Omgeving en configuratie zijn gereed
Deze controle wordt gebruikt voor veel problemen met betrekking tot de infrastructuur waarvoor klanten verantwoordelijk zijn. Het kan fouten bevatten, zoals interne servicetime-outs of fouten die worden veroorzaakt door klanten die Azure-resources verwijderen/wijzigen terwijl controles worden uitgevoerd.
U wordt aangeraden de controles opnieuw uit te voeren als deze fout optreedt. Als deze blijft bestaan, neemt u contact op met de ondersteuning voor hulp.
App-machtigingen van derden
Wanneer u een ANC maakt, verleent de wizard een bepaald machtigingsniveau voor de resourcegroep en het abonnement. Met deze machtigingen kan de service cloud-pc's soepel inrichten.
Azure-beheerders met dergelijke machtigingen kunnen deze bekijken en wijzigen.
Als een van deze machtigingen wordt ingetrokken, mislukt deze controle. Zorg ervoor dat de volgende machtigingen zijn verleend aan de service-principal voor Windows 365-app licatie:
- De rol Lezer van het Azure-abonnement.
- Rol Inzender voor Windows365-netwerkinterface in de opgegeven resourcegroep.

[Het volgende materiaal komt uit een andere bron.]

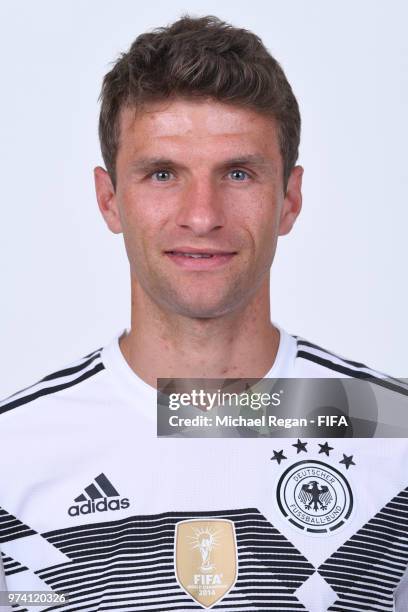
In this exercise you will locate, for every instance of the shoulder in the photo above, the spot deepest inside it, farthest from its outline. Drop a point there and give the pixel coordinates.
(315, 361)
(68, 377)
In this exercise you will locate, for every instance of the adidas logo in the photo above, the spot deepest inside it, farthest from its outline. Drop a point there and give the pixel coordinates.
(96, 498)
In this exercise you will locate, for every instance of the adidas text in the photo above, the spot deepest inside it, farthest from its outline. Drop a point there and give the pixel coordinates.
(103, 505)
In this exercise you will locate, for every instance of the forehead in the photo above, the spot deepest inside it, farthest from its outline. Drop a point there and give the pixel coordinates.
(184, 123)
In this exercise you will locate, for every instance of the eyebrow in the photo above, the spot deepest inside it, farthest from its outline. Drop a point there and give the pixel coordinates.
(148, 164)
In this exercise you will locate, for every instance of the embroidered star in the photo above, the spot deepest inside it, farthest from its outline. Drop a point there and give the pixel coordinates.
(347, 461)
(278, 456)
(325, 448)
(300, 446)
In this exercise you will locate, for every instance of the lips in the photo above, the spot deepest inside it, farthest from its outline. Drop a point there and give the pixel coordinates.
(197, 252)
(193, 258)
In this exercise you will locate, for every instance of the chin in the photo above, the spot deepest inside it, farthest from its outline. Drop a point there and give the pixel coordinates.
(203, 311)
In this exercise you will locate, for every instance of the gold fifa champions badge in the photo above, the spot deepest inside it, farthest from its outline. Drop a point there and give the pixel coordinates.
(206, 559)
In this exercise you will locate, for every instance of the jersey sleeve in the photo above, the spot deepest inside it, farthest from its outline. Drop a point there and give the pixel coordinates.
(3, 586)
(401, 594)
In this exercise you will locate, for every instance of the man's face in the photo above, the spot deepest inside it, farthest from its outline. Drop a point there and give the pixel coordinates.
(199, 199)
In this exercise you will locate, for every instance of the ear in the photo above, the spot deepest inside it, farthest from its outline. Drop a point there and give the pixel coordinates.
(106, 196)
(292, 203)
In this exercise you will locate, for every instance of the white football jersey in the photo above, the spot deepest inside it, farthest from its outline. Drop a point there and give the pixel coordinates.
(94, 504)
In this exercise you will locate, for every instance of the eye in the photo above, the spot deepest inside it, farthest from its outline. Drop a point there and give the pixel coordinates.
(162, 175)
(238, 175)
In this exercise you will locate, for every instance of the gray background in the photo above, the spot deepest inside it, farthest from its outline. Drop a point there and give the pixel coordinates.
(339, 279)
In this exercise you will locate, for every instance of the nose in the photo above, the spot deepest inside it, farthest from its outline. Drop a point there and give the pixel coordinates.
(201, 209)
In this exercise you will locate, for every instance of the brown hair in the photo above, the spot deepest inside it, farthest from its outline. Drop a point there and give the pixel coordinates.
(199, 57)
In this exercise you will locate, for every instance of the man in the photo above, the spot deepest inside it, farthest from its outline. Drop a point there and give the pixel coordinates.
(199, 131)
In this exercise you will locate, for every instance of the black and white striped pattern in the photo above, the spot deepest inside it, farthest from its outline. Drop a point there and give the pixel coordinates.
(57, 381)
(312, 352)
(365, 571)
(129, 564)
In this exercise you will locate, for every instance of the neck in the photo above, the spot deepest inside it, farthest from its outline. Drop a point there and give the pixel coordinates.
(160, 344)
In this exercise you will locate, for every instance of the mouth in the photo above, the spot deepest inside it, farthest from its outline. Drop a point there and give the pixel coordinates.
(196, 259)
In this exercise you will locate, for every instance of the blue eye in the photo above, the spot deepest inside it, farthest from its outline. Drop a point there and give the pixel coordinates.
(162, 175)
(238, 175)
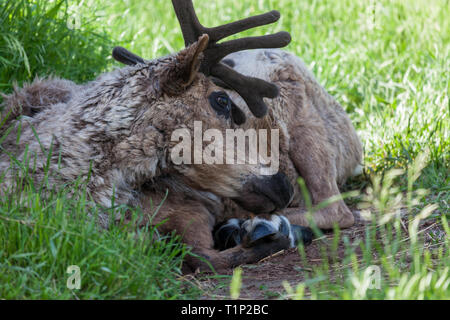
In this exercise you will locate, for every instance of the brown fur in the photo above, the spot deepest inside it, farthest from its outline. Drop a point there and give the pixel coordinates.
(122, 124)
(115, 134)
(320, 143)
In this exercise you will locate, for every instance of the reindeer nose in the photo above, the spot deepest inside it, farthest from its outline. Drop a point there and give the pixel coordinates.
(266, 194)
(277, 188)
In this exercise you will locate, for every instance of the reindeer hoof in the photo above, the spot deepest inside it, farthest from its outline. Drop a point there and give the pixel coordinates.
(228, 235)
(255, 231)
(302, 234)
(261, 231)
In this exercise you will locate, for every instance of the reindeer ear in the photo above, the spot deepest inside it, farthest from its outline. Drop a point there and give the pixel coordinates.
(181, 72)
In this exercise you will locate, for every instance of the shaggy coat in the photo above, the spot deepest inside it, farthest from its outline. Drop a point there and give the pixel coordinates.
(115, 134)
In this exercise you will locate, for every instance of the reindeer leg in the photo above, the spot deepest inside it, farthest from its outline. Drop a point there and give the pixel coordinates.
(194, 223)
(260, 229)
(312, 156)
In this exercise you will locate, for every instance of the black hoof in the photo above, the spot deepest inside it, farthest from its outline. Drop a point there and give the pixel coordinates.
(303, 234)
(261, 231)
(228, 235)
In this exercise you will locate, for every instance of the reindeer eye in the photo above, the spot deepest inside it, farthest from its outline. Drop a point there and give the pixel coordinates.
(221, 103)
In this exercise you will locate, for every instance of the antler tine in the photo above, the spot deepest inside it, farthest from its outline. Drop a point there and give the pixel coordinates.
(226, 30)
(126, 57)
(252, 90)
(192, 28)
(219, 51)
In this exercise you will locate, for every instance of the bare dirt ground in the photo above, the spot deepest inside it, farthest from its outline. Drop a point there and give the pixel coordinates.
(264, 280)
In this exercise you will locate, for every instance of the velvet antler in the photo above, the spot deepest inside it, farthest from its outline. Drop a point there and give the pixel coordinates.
(252, 90)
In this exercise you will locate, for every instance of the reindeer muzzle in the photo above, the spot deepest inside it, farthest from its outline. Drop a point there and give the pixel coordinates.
(266, 194)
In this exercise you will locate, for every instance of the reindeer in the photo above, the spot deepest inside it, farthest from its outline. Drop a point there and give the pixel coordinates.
(319, 142)
(116, 130)
(114, 134)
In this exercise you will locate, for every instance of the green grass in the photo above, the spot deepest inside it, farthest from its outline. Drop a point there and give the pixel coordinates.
(386, 62)
(35, 40)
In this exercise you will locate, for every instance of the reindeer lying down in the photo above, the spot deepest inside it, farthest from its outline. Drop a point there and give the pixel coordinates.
(119, 129)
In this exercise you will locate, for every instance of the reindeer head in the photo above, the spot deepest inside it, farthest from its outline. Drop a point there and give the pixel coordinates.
(181, 96)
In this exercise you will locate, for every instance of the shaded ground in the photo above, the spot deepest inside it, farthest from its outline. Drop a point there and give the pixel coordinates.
(264, 280)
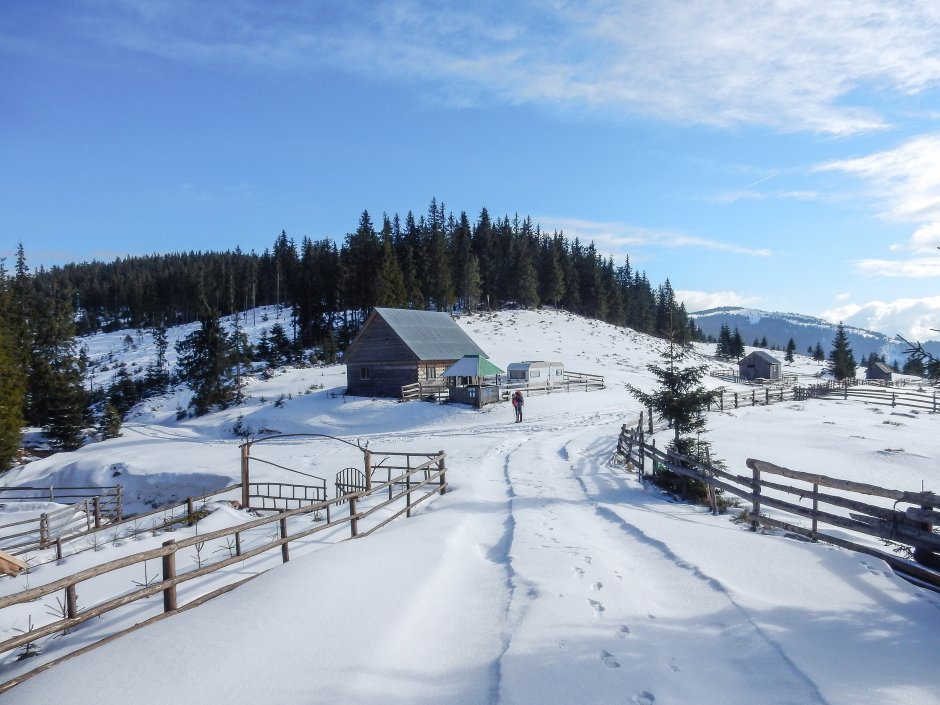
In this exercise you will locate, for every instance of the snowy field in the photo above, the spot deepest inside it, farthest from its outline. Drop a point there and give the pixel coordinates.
(547, 575)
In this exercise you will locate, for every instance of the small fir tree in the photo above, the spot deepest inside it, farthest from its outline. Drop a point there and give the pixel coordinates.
(841, 360)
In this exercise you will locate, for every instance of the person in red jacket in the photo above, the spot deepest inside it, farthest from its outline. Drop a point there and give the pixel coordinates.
(517, 402)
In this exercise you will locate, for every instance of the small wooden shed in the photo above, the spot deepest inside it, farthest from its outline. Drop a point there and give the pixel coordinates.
(400, 346)
(473, 380)
(879, 371)
(759, 365)
(535, 373)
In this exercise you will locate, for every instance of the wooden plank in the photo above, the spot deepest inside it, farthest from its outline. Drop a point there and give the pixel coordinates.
(921, 498)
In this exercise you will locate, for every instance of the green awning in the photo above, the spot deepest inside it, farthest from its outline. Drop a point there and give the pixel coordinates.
(472, 366)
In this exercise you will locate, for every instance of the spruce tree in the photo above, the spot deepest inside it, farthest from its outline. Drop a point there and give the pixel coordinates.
(205, 365)
(392, 292)
(680, 399)
(841, 360)
(737, 344)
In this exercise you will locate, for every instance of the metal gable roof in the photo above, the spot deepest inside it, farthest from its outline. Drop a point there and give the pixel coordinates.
(431, 335)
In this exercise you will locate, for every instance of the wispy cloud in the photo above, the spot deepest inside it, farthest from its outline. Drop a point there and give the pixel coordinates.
(703, 300)
(915, 268)
(915, 319)
(795, 66)
(616, 237)
(904, 181)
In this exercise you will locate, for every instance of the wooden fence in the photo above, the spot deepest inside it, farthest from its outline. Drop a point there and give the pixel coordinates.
(99, 506)
(910, 529)
(411, 487)
(870, 394)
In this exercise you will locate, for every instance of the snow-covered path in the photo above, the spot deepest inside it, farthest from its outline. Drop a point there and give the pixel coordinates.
(546, 576)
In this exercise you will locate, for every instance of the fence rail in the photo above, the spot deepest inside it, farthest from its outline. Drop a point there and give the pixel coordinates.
(99, 506)
(403, 486)
(868, 393)
(910, 529)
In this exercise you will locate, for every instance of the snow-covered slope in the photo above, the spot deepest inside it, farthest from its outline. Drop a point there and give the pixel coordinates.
(546, 575)
(806, 331)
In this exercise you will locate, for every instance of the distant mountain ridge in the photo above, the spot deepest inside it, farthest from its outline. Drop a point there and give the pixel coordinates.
(806, 331)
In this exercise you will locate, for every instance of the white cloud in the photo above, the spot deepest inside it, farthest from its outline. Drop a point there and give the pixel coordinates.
(916, 268)
(904, 181)
(914, 319)
(790, 64)
(616, 236)
(702, 300)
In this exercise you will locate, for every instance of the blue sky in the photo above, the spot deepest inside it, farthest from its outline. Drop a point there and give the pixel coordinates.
(780, 155)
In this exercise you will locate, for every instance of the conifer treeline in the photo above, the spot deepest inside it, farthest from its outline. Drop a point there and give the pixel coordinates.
(438, 261)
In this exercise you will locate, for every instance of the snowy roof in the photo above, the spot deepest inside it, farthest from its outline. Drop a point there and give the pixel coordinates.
(765, 356)
(472, 366)
(431, 335)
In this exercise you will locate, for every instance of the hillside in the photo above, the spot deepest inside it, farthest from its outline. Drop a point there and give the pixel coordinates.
(806, 331)
(546, 575)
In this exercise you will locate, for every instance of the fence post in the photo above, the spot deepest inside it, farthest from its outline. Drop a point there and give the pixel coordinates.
(755, 507)
(246, 456)
(925, 556)
(285, 553)
(408, 495)
(169, 572)
(815, 508)
(353, 521)
(440, 466)
(43, 530)
(71, 602)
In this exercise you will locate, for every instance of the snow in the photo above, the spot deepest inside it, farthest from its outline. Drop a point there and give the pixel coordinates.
(547, 574)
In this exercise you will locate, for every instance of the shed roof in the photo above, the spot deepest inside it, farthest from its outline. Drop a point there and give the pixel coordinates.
(472, 366)
(431, 335)
(765, 356)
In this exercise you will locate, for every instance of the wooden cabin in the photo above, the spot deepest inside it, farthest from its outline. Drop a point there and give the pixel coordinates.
(759, 365)
(879, 371)
(535, 373)
(397, 347)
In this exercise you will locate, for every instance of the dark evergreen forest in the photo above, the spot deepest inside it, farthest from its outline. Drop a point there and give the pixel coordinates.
(437, 261)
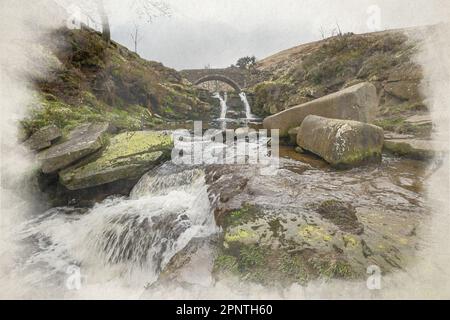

- De rol Windows365-netwerkgebruiker in het virtuele netwerk.
De roltoewijzing voor het abonnement wordt verleend aan de cloud-pc-service-principal.
Zorg er ook voor dat de machtigingen niet worden verleend als klassieke abonnementsbeheerdersrollen of 'Rollen (klassiek).' Deze rol is niet voldoende. Het moet een van de ingebouwde rollen voor op rollen gebaseerd toegangsbeheer van Azure zijn, zoals eerder vermeld.